Hey there B and B fans. I couldn't wait until Thursday's epi, so I put up my version of the Booth that has to make a decision. So that's what I hope and wish will happen and he doesn't propose to Hannah. This is my first Bones fic so I'm sorry if it sounds OOC. Please leave comments, they would be very helpful

Thanks and Enjoy

P. and sorry for any mistakes grammar or structure wise.

Disclamer: I don't own Bones or any of the shows characters. They would have been married and due for a kid right now if it was my show!

We are born and we live a life. From the childhood we are taught by society that we as a normal human being should go to school, go to college, have a good career and start a family. Well we are throughout our life have to make decisions that can impact our living. Like going to the army, becoming a sniper, later on having a kid with a girlfriend and joining FBI meeting an Anthropologist that you fall in love with and who breaks your heart; but your life doesn't stop there you meet a reporter that you know you're using to heal the pain in your heart. What though person desperately forgets to understand is that you always have a choice no matter what your situation is; to be with a person you know will never abandon you or look for the person your heart will stay happy with, the odds whoever of that person not breaking your heart are not in your favor.

"Booth?"

A female voice pulls me out of my thought. That voice I know for six years. That voice whose owner breaks hearts and finds the peace for those who got their heart broken.

I smile at the quizzical face in front of me. That face that I try to forget but all tries end up at a dead end.

"Hey Bones!" I say.

Her big grey eyes study me carefully, sometimes I feel like one of her skeletons she sees right through me.

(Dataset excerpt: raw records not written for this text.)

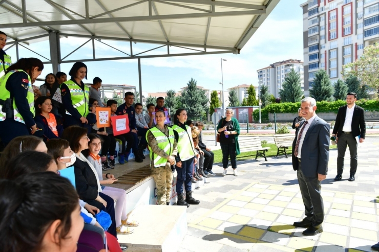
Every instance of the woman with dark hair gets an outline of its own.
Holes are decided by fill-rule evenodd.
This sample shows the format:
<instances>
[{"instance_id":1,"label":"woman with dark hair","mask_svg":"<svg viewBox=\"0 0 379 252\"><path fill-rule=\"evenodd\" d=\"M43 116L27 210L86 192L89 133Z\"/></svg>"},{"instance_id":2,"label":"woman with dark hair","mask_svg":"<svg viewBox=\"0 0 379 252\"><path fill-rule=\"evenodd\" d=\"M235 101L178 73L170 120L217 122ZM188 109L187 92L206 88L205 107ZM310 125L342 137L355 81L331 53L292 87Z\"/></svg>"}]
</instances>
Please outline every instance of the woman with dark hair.
<instances>
[{"instance_id":1,"label":"woman with dark hair","mask_svg":"<svg viewBox=\"0 0 379 252\"><path fill-rule=\"evenodd\" d=\"M176 110L174 116L174 126L172 128L178 143L178 155L176 157L178 178L176 181L176 193L178 194L179 205L198 204L200 201L192 197L192 171L194 165L197 163L200 155L196 154L192 140L192 133L189 126L185 125L187 121L187 111L182 108ZM186 195L185 200L183 192L184 184Z\"/></svg>"},{"instance_id":2,"label":"woman with dark hair","mask_svg":"<svg viewBox=\"0 0 379 252\"><path fill-rule=\"evenodd\" d=\"M58 138L63 133L63 126L58 116L56 118L51 113L53 108L52 99L47 96L37 98L34 104L35 117L34 121L44 125L44 141Z\"/></svg>"},{"instance_id":3,"label":"woman with dark hair","mask_svg":"<svg viewBox=\"0 0 379 252\"><path fill-rule=\"evenodd\" d=\"M15 179L22 175L32 172L51 171L56 173L56 162L50 155L35 151L23 151L10 159L8 165L2 168L0 178Z\"/></svg>"},{"instance_id":4,"label":"woman with dark hair","mask_svg":"<svg viewBox=\"0 0 379 252\"><path fill-rule=\"evenodd\" d=\"M47 148L41 138L34 135L17 136L7 145L0 156L0 176L4 168L9 161L23 151L34 150L46 153Z\"/></svg>"},{"instance_id":5,"label":"woman with dark hair","mask_svg":"<svg viewBox=\"0 0 379 252\"><path fill-rule=\"evenodd\" d=\"M6 146L16 136L33 134L37 130L32 84L43 69L39 59L22 58L0 79L0 138Z\"/></svg>"},{"instance_id":6,"label":"woman with dark hair","mask_svg":"<svg viewBox=\"0 0 379 252\"><path fill-rule=\"evenodd\" d=\"M56 78L55 75L50 73L46 76L46 78L45 79L45 83L39 87L39 91L41 92L41 96L47 96L51 99L51 102L53 104L52 113L56 116L61 117L62 115L59 114L58 110L62 104L56 99L53 99L58 88L59 88L59 84L58 84L58 78ZM58 92L57 95L58 97L60 97L60 92Z\"/></svg>"},{"instance_id":7,"label":"woman with dark hair","mask_svg":"<svg viewBox=\"0 0 379 252\"><path fill-rule=\"evenodd\" d=\"M7 44L7 34L0 31L0 78L5 75L5 71L12 64L11 56L4 50Z\"/></svg>"},{"instance_id":8,"label":"woman with dark hair","mask_svg":"<svg viewBox=\"0 0 379 252\"><path fill-rule=\"evenodd\" d=\"M64 126L65 128L71 125L84 127L90 133L90 124L93 123L89 123L87 118L90 113L90 88L82 81L87 79L87 66L83 62L75 62L69 75L71 78L60 85L62 102L66 109Z\"/></svg>"},{"instance_id":9,"label":"woman with dark hair","mask_svg":"<svg viewBox=\"0 0 379 252\"><path fill-rule=\"evenodd\" d=\"M0 180L2 251L76 251L83 225L77 193L67 178L44 172Z\"/></svg>"},{"instance_id":10,"label":"woman with dark hair","mask_svg":"<svg viewBox=\"0 0 379 252\"><path fill-rule=\"evenodd\" d=\"M80 198L109 214L112 224L108 232L117 237L114 201L101 192L95 168L81 153L82 151L88 148L89 139L87 129L76 125L70 126L63 131L62 138L69 141L70 148L75 153L76 157L74 163L75 186Z\"/></svg>"}]
</instances>

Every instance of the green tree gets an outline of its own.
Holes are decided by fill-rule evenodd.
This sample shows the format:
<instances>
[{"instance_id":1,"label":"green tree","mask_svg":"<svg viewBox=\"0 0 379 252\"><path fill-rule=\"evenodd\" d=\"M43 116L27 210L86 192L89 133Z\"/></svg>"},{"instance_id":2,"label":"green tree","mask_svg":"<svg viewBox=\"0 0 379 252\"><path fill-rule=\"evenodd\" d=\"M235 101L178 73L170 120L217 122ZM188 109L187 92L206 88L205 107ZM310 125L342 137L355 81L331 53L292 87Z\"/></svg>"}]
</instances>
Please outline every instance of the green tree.
<instances>
[{"instance_id":1,"label":"green tree","mask_svg":"<svg viewBox=\"0 0 379 252\"><path fill-rule=\"evenodd\" d=\"M298 102L301 100L302 96L300 74L291 68L279 90L279 97L283 102Z\"/></svg>"},{"instance_id":2,"label":"green tree","mask_svg":"<svg viewBox=\"0 0 379 252\"><path fill-rule=\"evenodd\" d=\"M164 99L164 106L170 109L170 116L172 117L178 109L178 98L175 96L176 92L174 89L167 90L167 96Z\"/></svg>"},{"instance_id":3,"label":"green tree","mask_svg":"<svg viewBox=\"0 0 379 252\"><path fill-rule=\"evenodd\" d=\"M199 117L208 110L208 99L205 91L197 87L193 78L187 83L187 88L182 92L180 100L183 108L187 110L188 118Z\"/></svg>"},{"instance_id":4,"label":"green tree","mask_svg":"<svg viewBox=\"0 0 379 252\"><path fill-rule=\"evenodd\" d=\"M252 84L247 88L247 106L257 106L259 101L257 99L257 92Z\"/></svg>"},{"instance_id":5,"label":"green tree","mask_svg":"<svg viewBox=\"0 0 379 252\"><path fill-rule=\"evenodd\" d=\"M266 85L261 86L261 101L262 101L262 108L270 104L271 102L271 95L268 93L268 87Z\"/></svg>"},{"instance_id":6,"label":"green tree","mask_svg":"<svg viewBox=\"0 0 379 252\"><path fill-rule=\"evenodd\" d=\"M212 114L215 112L215 108L221 106L217 91L214 90L210 93L210 105L209 106L209 113Z\"/></svg>"},{"instance_id":7,"label":"green tree","mask_svg":"<svg viewBox=\"0 0 379 252\"><path fill-rule=\"evenodd\" d=\"M229 107L238 107L240 105L240 102L238 101L237 91L236 89L231 89L229 92Z\"/></svg>"},{"instance_id":8,"label":"green tree","mask_svg":"<svg viewBox=\"0 0 379 252\"><path fill-rule=\"evenodd\" d=\"M314 75L313 80L314 84L312 86L312 88L309 89L310 97L314 98L318 102L332 101L333 86L326 71L323 69L317 71Z\"/></svg>"},{"instance_id":9,"label":"green tree","mask_svg":"<svg viewBox=\"0 0 379 252\"><path fill-rule=\"evenodd\" d=\"M334 100L338 101L346 99L347 88L347 85L342 80L338 80L334 83L334 93L333 95Z\"/></svg>"},{"instance_id":10,"label":"green tree","mask_svg":"<svg viewBox=\"0 0 379 252\"><path fill-rule=\"evenodd\" d=\"M363 85L379 89L379 43L366 47L362 57L343 66L344 77L356 76Z\"/></svg>"}]
</instances>

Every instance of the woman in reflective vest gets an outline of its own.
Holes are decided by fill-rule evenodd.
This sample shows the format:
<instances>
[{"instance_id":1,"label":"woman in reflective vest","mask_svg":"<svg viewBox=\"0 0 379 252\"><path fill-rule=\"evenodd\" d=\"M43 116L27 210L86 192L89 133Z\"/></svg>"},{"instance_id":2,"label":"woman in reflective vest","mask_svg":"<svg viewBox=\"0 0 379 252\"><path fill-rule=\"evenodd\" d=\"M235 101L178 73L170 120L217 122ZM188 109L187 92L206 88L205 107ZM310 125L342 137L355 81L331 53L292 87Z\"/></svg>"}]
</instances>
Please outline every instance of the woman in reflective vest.
<instances>
[{"instance_id":1,"label":"woman in reflective vest","mask_svg":"<svg viewBox=\"0 0 379 252\"><path fill-rule=\"evenodd\" d=\"M34 134L34 94L32 84L44 69L35 58L22 58L7 69L0 78L0 138L6 145L20 135Z\"/></svg>"},{"instance_id":2,"label":"woman in reflective vest","mask_svg":"<svg viewBox=\"0 0 379 252\"><path fill-rule=\"evenodd\" d=\"M7 44L7 34L0 31L0 78L5 75L5 71L12 64L11 56L3 50Z\"/></svg>"},{"instance_id":3,"label":"woman in reflective vest","mask_svg":"<svg viewBox=\"0 0 379 252\"><path fill-rule=\"evenodd\" d=\"M69 75L71 78L60 85L62 103L66 109L64 126L78 125L90 130L91 122L89 123L87 118L90 113L90 89L82 81L87 78L87 66L83 62L75 62Z\"/></svg>"},{"instance_id":4,"label":"woman in reflective vest","mask_svg":"<svg viewBox=\"0 0 379 252\"><path fill-rule=\"evenodd\" d=\"M157 184L157 201L159 205L169 205L173 170L178 153L174 131L164 125L165 115L162 110L155 113L155 127L148 130L146 140L150 151L150 168Z\"/></svg>"},{"instance_id":5,"label":"woman in reflective vest","mask_svg":"<svg viewBox=\"0 0 379 252\"><path fill-rule=\"evenodd\" d=\"M174 117L173 129L175 139L178 143L178 155L176 157L176 168L178 179L176 181L176 193L178 194L179 205L189 204L198 204L200 201L192 197L192 171L194 165L197 163L197 155L192 141L192 133L189 126L184 123L187 121L187 111L182 108L176 110ZM184 199L183 184L185 189L185 200Z\"/></svg>"}]
</instances>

"You okay?" She asks, her mouth slightly ajar and her breath never filling her lungs.

Then I ask her what's she needs and she tells me the info about the latest case. What she found in the victim and what doesn't make sense. She explains with usual smart language that after six years I still think is fascinating. So that's when my brain stops thinking about my personal complicated life and goes out to do my duty with smart woman right beside me.

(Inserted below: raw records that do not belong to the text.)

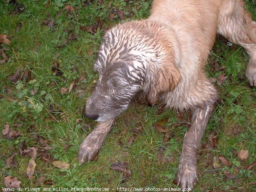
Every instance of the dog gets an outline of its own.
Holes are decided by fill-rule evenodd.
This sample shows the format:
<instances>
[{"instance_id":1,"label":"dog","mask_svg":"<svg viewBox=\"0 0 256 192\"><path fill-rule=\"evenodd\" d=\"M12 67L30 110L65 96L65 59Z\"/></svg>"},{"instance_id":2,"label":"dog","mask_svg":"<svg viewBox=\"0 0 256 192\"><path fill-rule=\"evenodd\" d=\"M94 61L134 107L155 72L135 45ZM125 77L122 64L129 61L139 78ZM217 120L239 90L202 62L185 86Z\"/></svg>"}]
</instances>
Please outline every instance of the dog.
<instances>
[{"instance_id":1,"label":"dog","mask_svg":"<svg viewBox=\"0 0 256 192\"><path fill-rule=\"evenodd\" d=\"M256 86L256 22L241 0L155 0L149 17L106 32L94 68L96 88L84 115L98 122L80 146L80 163L92 161L114 118L135 97L151 105L193 111L177 175L182 188L198 181L197 152L218 94L204 68L217 34L244 48L246 76Z\"/></svg>"}]
</instances>

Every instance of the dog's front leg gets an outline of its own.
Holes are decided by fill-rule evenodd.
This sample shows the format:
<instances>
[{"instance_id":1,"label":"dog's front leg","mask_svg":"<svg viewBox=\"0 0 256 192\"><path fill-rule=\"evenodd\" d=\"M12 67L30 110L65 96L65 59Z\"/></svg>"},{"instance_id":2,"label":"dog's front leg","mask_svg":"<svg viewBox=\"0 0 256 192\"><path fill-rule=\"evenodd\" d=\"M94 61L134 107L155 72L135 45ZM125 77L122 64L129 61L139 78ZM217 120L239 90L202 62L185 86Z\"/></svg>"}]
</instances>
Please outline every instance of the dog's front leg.
<instances>
[{"instance_id":1,"label":"dog's front leg","mask_svg":"<svg viewBox=\"0 0 256 192\"><path fill-rule=\"evenodd\" d=\"M184 137L177 173L177 183L182 189L193 189L198 181L197 152L213 108L213 105L198 108L193 113L191 126Z\"/></svg>"},{"instance_id":2,"label":"dog's front leg","mask_svg":"<svg viewBox=\"0 0 256 192\"><path fill-rule=\"evenodd\" d=\"M94 159L103 145L113 121L113 119L99 122L94 130L84 139L80 145L78 154L78 161L80 164Z\"/></svg>"}]
</instances>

Several hours later when Bones is gone and this bazaar day is coming to an end, I find myself near Founding Father's and my brain starts to work again.

Everything around me is lid up. Trees are dressed in the white lights that are still here from Christmas reflecting the white snow that fell several weeks ago, that didn't have a chance to melt due to cold weather that was still dwelling upon D.C. and my hand reaches into a pocket of my black suit and picks up a blue box that could change the outcome of the rest of my life.

I start reflecting on the conversation Sweets and I had last night about marriage. That 25 year old is a real therapist I tell ya even when drunk, maybe he knew what buttons to push, and after all he knows that I was a gambler in the past.
I twirl the box in my hands and the laughter in the distance catches my eye. A woman and a man walk into the restaurant enjoying the presence of each other. I swallow and get back to my activity of playing with the box and think of all the times Bones and did the same thing. All the times that we used to spend together laughing and enjoying each other's company. I smile to myself like an idiot but before anything I hear my pocket ring and look at the screen that says: "Hannah". I sigh and let her go to the voicemail putting my phone away. My brain knows that she makes sense; she's what I need and be okay with. But my heart belongs to the one it chooses: Bones. My brain snaps back to the memory of me and Gordon Gordon talking in the restaurant about my gun shooting problem and the words that flow in are "Heart chooses what it chooses". I remember how nervous I was when she walked into that kitchen, just like any other time. "Shrimp, that one's a keeper" I hear my Pops saying in my head. I look at the box in my hand and open it, that dream when I was in coma still haunts me, so I close the lid and put the box back in my pocket and know exactly what I need to do.

Surprisingly my heart and mind don't argue. I smile as I remember Bones and my conversation several weeks ago after the multiple wife case and I speak and let the world hear: "I'm not going anywhere Bones! I'm right here."